After reading @wannabeathlete’s recent post about breastfeeding, I began to reminisce on my early days breastfeeding my daughter, who is now 2 years old. I had a c-section and to be honest, I am not quite sure at what point I tried to nurse her for the first time. It wasn’t “straight to breast” like often happens with a vaginal delivery. I think it may have been about 12 hours after she was born…but to be honest, it’s all a little fuzzy.
I remember the nurse helping me since I was quite sore and not very mobile. She stacked the pillows around me and had me undo my hospital johnny. She looked at my boobs and said, “Do your nipples always look like that?”
I laughed and said, “Well if you mean the 6 inch dark brown nipples….no. Will they go back to normal soon?”
The nurse chuckled and asked if my nipples are always inverted. I looked down, confused, and saw not only were my nipples 6 inches and dark brown as I had described, but they looked like they were retreating into my body. Like she said, inverted.
What the *#@^???? “Um, no, I’ve never seen them do that before,” I responded.
So I tried to nurse and the baby was having trouble latching on. The nursed called the Lactation Specialist (do you think that title is on her business card???) into my room. She quickly made the “official” diagnosis of inverted nipples and got me a nipple shield to try. Did you know a nipple shield existed? No, it’s not like a nipple tassle…get your mind out of the gutter…but it just goes over your nipple. I’m not sure the science behind it but they told me to use it and I did. Anyway…with the help of a pump and the nipple shield, I was nursing like a champ in no time (they had me pump for a few minutes before I actually nursed to help un-invert them).
One memory of this whole encounter is as follows. The Lactation Specialist, her assistant and my nurse were all around me as I lay in the hospital bed. My husband, mother, aunt and grandmother were all there too. Of course my ta-ta’s were out on full display as the nurses were trying to help me. And I’m STARVING. I still hadn’t been cleared to eat yet and was only allowed water, broth and jello. I think I was on jello #10, when I suddenly felt nauseas. The nurse handed me a little bucket, I threw up, then asked for more jello like nothing every happened..still with a room full of people.

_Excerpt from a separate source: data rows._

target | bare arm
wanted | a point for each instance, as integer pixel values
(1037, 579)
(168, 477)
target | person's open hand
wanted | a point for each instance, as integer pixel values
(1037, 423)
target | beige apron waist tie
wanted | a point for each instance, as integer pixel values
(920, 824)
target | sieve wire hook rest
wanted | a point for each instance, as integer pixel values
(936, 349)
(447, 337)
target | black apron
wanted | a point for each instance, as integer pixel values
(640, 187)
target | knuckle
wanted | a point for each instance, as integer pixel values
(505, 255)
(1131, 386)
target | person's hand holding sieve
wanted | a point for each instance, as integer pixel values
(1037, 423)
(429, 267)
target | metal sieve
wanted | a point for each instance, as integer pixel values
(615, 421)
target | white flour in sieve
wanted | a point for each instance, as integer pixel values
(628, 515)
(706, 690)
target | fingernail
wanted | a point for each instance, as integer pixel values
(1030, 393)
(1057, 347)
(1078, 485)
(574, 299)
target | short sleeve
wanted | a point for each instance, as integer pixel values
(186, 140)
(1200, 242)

Fast forward 2 weeks. I am home with my daughter, and for some reason I am concerned she is not eating enough. I don’t remember what exactly triggered this thought…but I panicked. I called my OB’s office for a referral for a Lactation Consultant. I had seen information in their office. They gave me the number and I called right away. It was the Friday before Memorial Day weekend, and in my mind, I was afraid my little one would starve over the long weekend.
I called immediately and they could fit me in right away. I had to scramble to leave the house asap. Remember now, this is 2 weeks after my c-section…I didn’t even know if I was supposed to drive or lift the baby’s car seat…but I did it. I packed up diapers and everything we needed and hit the road. We picked up my husband on the way…he was just getting out of work and was shocked to say the least to see us waiting in the parking lot for him.

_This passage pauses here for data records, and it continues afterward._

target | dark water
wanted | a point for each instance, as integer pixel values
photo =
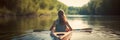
(14, 26)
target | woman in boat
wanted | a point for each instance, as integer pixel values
(61, 24)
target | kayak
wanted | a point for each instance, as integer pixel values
(61, 35)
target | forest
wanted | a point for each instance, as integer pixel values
(30, 7)
(97, 7)
(50, 7)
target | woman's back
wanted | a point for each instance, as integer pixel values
(60, 27)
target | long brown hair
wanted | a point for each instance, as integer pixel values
(61, 17)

We arrived at the Lactation Consultant…it was an old Victorian home in a beautiful neighborhood of a nice town nearby. Kind of strange that it was in a house. We go in and we are escorted to what appears to be a family room setup. No joke, the Lactation Consultant was about 65 and was very passionate about breastfeeding. “What did I get us into,” I thought.

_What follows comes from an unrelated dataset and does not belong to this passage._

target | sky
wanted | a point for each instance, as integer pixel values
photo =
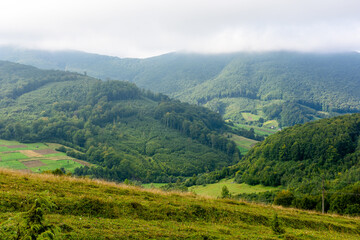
(144, 28)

She asked us some questions and then weighed the baby on a doctor’s scale. I then nursed my daughter, both sides. While I was nursing, the Lactation Consultant came up behind me and started massaging my breasts from the collarbone down toward the nipple. My husband and I made eye contact and just stared at each other in amazement. It was like a scene from Saturday Night Live….the “Sweddy Balls” skit with Ana Gasteyer and Alec Baldwin. This woman’s voice and mannerisms were just like Gasteyer. I couldn’t get the thought out of my head. Actually, SNL should do a skit based on this…call me
I finished nursing my daughter and we weighed her again. She drank 4 ounces. Then she had me pump, and I pumped another 4 ounces. So apparently I was a milk factory and was worried for nothing. I felt kind of silly for being so concerned, but when it comes to my daughter, I didn’t want to take any chances.
I think the visit cost $150 or so….and then they hit me up for some high quality nursing bras. Apparently, the one I wore there was WAY too small for me…so I got suckered into buying some bras for $40 each and a hands-free strapless concoction for my pump. Close to $300 later, we left feeling a little silly, but knowing our daughter’s tummy was full and we could enjoy the long weekend.
I’m not sure if there is a point to my story, rather it is just funny memory. For those of you wondering, my nipples returned to normal a few weeks after giving birth. I nursed successfully for 9 months until my milk supply dwindled a bit and daughter weened herself. I can’t wait for #2 to arrive in August and do it gain. It was such great bonding time with my littler one…it was our special time together. And I swear it was what helped me shed pounds without even trying to get back to my pre-baby weight and lose a little more, all while eating a ton to keep up my caloric intake Win win to me!!!